Article ID Journal Published Year Pages File Type
4333493 Brain Research 2006 8 Pages PDF
Abstract

Although ephedrine is a centrally active stimulant, its effect on midbrain dopamine neurons is not known. To study the effect of ephedrine on dopamine-containing cells, current-clamp microelectrode recordings were made from substantia nigra pars compacta (SNC) neurons in horizontal brain slice preparations. Ephedrine (100–1000 μM) slowed spontaneous firing and produced a modest concentration-dependent hyperpolarization of membrane potential (EC50 279 μM), with a concomitant net decrease in membrane resistance. These effects were blocked by the D2-like dopamine antagonist sulpiride (1 μM). Electrically evoked inhibitory synaptic potentials mediated by GABAB receptors were reduced 28% by ephedrine. However, ephedrine did not reduce fast synaptic potentials mediated by GABAA or ionotropic glutamate receptors. Inhibition of the GABAB response appeared to be mediated by a postsynaptic mechanism because ephedrine also reduced baclofen-induced hyperpolarization by 28%. Both ephedrine-induced hyperpolarization and inhibition of baclofen-induced hyperpolarization were abolished when slices were superfused with the tyrosine hydroxylase inhibitor α-methyl-para-tyrosine (AMPT). Despite perfusion with AMPT, the ability of ephedrine to cause hyperpolarization was restored after perfusing the slice with dopamine (30 μM).
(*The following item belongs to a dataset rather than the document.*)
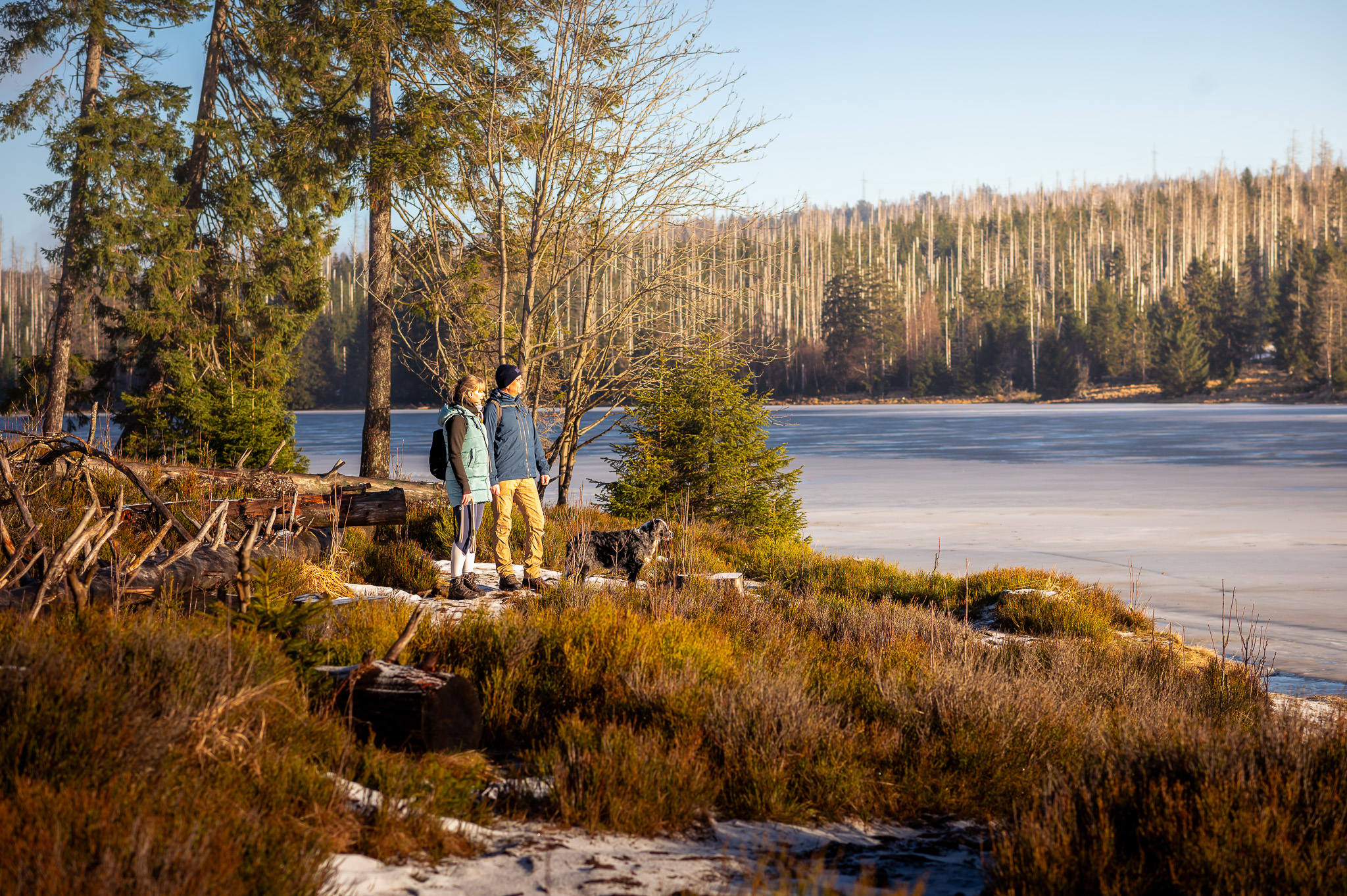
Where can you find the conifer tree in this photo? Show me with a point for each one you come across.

Taken together, these results suggest that ephedrine causes hyperpolarization and suppresses GABAB receptor-mediated effects by releasing endogenous dopamine. However, the high concentrations required to observe these effects in vitro suggest that biologically relevant central effects of ephedrine are more likely to be mediated either by non-dopamine systems, such as those involving noradrenaline, or by dopamine systems outside the SNC.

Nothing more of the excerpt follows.